De Brasil al Caribe, del Atlántico a los Mares del Sur, de las costas africanas a los campos de batalla de la Primera Guerra Mundial, Corto Maltés viaja incansablemente. A veces finge ser un pirata o un mercenario, pero sólo es un disfraz. Escéptico e idealista a la vez, oculta sus sentimientos para protegerse de los villanos que salen a su paso, como Rasputín, carne de horca, conspirador imprevisible, asesino compulsivo y amigo desleal. A pesar de sus reiteradas traiciones, Corto le aprecia, quizá porque los afectos no necesitan razones ni explicaciones. La amistad a veces se teje a base de malentendidos. No hay que lamentarse. Es absurdo perder el tiempo pensando que las cosas podrían haber sido de otra manera. Cuando Steiner le entrega una carta que podría haber evitado varias muertes, Corto comenta: «Los sueños son sólo sueños y no conviene soñar demasiado». No obstante, a veces resulta inevitable, como cuando aparece un misterioso diario hablando de El Dorado, la quimera que incendió la imaginación de Francisco de Orellana y sir Walter Raleigh. Corto Maltés es demasiado inteligente para dejarse la piel en una empresa descabellada, pero su nomadismo irreductible lo empuja hacia los escenarios más temibles: selvas inexploradas donde reinan los cazadores de cabezas, lagunas infestadas de mosquitos capaces de transmitir las enfermedades más letales, islas donde los zombis gobiernan sobre los vivos. Durante la Gran Guerra, se acerca a Venecia para hablar con unos monjes sobre las legendarias Siete Ciudades. Mientras tanto, los austríacos no dejan de bombardear la ciudad. La belleza y la violencia a veces convergen, distorsionándose mutuamente. Corto derriba un avión con una ametralladora. No deseaba participar en la lucha, pero no le han dejado otra alternativa. Cuando la violencia desaparece, la belleza exacerba su poder de seducción. En la Plaza de San Marcos, su acompañante le invita a no marcharse. Corto responde como sólo podría hacerlo un espíritu inquieto y ferozmente libre: «Esta ciudad es demasiado hermosa. Acabaría dejándome seducir por su belleza y volviéndome perezoso… ¡Venecia sería mi fin!»

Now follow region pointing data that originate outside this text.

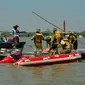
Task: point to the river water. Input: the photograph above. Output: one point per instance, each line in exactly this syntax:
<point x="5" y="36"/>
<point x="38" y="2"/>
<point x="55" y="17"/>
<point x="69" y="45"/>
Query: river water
<point x="57" y="74"/>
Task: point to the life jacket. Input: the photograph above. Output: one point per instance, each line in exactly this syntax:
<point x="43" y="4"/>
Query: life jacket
<point x="15" y="33"/>
<point x="67" y="45"/>
<point x="38" y="38"/>
<point x="58" y="36"/>
<point x="71" y="38"/>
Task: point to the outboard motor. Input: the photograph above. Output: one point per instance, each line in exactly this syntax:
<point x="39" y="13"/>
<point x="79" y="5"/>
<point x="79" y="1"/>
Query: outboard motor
<point x="16" y="54"/>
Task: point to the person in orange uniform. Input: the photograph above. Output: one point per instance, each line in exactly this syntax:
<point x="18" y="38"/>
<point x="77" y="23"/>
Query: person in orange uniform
<point x="73" y="40"/>
<point x="38" y="37"/>
<point x="66" y="46"/>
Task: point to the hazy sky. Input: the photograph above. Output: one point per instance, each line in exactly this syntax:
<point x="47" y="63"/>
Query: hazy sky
<point x="19" y="12"/>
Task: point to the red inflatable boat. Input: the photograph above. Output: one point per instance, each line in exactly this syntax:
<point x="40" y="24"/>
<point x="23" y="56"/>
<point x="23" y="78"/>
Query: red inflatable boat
<point x="27" y="60"/>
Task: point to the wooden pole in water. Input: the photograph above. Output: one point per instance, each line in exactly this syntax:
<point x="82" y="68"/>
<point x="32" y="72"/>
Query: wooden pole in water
<point x="64" y="26"/>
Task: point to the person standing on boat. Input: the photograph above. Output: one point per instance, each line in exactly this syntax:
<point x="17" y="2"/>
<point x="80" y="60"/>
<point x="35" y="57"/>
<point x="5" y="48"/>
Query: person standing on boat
<point x="73" y="40"/>
<point x="15" y="33"/>
<point x="38" y="37"/>
<point x="5" y="38"/>
<point x="55" y="41"/>
<point x="66" y="47"/>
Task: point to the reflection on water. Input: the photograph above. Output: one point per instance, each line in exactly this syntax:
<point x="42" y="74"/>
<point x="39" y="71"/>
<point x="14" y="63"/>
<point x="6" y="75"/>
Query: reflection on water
<point x="57" y="74"/>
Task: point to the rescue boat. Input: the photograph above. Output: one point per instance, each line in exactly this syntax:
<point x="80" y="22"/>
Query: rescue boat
<point x="29" y="60"/>
<point x="82" y="51"/>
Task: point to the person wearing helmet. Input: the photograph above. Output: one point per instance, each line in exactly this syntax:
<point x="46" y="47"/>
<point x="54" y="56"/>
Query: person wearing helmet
<point x="38" y="37"/>
<point x="55" y="41"/>
<point x="66" y="46"/>
<point x="73" y="40"/>
<point x="15" y="33"/>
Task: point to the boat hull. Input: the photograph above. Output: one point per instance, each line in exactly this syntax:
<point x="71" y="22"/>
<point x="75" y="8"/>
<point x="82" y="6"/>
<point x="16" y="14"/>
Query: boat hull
<point x="46" y="60"/>
<point x="11" y="45"/>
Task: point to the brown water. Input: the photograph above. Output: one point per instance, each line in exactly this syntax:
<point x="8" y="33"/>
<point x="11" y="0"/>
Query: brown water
<point x="57" y="74"/>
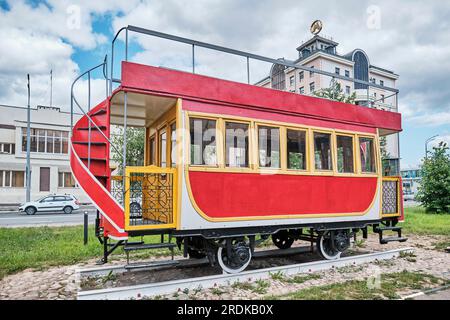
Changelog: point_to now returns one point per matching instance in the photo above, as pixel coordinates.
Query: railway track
(209, 281)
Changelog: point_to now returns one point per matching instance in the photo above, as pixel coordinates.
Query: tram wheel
(282, 239)
(195, 254)
(238, 260)
(331, 244)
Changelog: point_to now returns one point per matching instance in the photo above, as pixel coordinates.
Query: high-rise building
(322, 53)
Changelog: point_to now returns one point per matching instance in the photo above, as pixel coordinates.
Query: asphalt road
(20, 219)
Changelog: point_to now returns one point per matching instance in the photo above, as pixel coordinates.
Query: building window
(361, 69)
(46, 141)
(12, 179)
(236, 145)
(269, 147)
(301, 75)
(322, 151)
(66, 180)
(345, 154)
(278, 77)
(347, 89)
(173, 144)
(203, 142)
(163, 149)
(367, 154)
(296, 149)
(7, 148)
(152, 150)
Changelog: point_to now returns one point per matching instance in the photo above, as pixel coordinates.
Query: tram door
(158, 185)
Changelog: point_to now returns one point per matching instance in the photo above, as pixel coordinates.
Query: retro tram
(228, 165)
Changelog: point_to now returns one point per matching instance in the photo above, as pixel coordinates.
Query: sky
(412, 38)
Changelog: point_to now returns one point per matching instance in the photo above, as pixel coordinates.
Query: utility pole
(426, 144)
(51, 87)
(28, 144)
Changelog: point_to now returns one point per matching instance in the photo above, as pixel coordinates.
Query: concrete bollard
(86, 225)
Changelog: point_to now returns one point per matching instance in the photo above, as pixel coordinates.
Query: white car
(66, 203)
(408, 196)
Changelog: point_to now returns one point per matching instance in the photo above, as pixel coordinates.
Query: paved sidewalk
(440, 295)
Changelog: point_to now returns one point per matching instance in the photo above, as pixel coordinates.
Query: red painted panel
(188, 85)
(264, 115)
(223, 195)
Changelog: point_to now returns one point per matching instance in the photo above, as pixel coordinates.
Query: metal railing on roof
(246, 55)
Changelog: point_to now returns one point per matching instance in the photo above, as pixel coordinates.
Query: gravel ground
(63, 283)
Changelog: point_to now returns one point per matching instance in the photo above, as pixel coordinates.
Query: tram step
(388, 229)
(391, 239)
(149, 246)
(143, 265)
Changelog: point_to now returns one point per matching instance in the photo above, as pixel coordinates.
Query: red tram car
(228, 165)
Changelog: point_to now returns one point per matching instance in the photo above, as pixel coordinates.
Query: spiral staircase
(89, 160)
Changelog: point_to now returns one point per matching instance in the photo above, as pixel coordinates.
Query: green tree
(335, 92)
(434, 190)
(135, 147)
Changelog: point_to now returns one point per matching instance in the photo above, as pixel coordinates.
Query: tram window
(269, 147)
(367, 154)
(322, 151)
(296, 149)
(173, 144)
(345, 154)
(152, 150)
(203, 141)
(236, 145)
(163, 149)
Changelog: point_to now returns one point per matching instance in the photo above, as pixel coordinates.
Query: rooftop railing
(246, 55)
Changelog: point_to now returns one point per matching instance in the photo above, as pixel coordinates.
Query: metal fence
(150, 197)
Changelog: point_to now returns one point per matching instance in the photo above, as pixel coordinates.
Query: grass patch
(421, 223)
(259, 286)
(43, 247)
(298, 279)
(442, 245)
(389, 287)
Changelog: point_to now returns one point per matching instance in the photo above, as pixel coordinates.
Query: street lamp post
(426, 144)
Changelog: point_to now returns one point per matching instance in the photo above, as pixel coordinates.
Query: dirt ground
(63, 282)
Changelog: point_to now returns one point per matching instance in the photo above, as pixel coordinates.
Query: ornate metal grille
(150, 197)
(390, 197)
(117, 188)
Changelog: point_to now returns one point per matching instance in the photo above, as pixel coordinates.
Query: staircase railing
(91, 123)
(247, 55)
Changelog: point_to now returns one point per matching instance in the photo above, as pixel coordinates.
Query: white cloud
(37, 39)
(413, 40)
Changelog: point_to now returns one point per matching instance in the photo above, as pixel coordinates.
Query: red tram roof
(197, 87)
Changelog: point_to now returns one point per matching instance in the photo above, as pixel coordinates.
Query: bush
(434, 190)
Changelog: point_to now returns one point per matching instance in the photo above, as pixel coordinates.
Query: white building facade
(49, 156)
(321, 53)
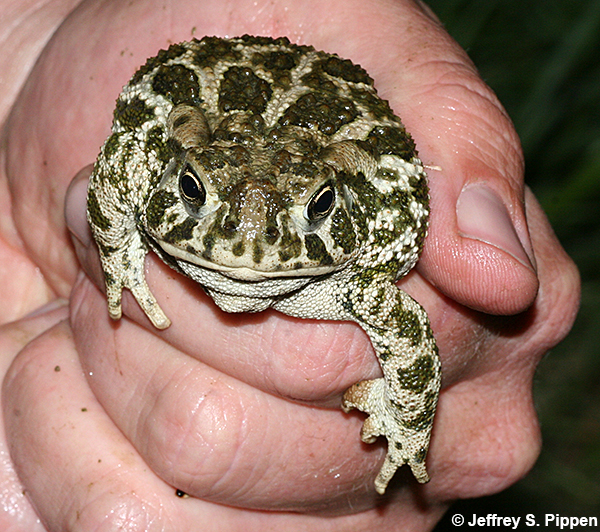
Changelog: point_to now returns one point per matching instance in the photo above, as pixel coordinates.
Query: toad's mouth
(246, 270)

Corto Maltés necesita estar siempre en movimiento. Es un vagabundo que ama el mar, la lluvia, el sol, el viento. Puedes encontrarlo en los páramos irlandeses, el desierto libio o la sabana africana. O entre los menhires de Stonehenge, hablando con un cuervo. Su vida itinerante le lleva a ser testigo de acontecimientos excepcionales, como la muerte del Barón Rojo, abatido por un fusilero borracho. Para ser feliz no necesita demasiado. Como André Maurois, se conforma con «un poco de cielo azul, un vientecillo tibio y paz de espíritu». Casi sin darse cuenta, Corto ha llegado más lejos que Prometeo. El verdadero poder no procede del fuego. El conocimiento tal vez nos hace más profundos, pero no más felices. El paraíso no está en el saber, sino en la libertad y sólo es libre quien ama y no espera casi nada. Los dioses que nos atemorizaban sólo son falsos ídolos. Lo sagrado es una llama que se agita en el interior de cada ser humano, invitándole a celebrar la vida. Quizás el único pecado imperdonable es la tristeza, la negra melancolía que nos hace pensar en la muerte.

Corto Maltés es el nuevo Prometeo, pero no es el Satán de John Milton, que prefiere reinar en el infierno antes que servir en el cielo, sino un pícaro duendecillo que ha encontrado la felicidad de una interminable noche de verano.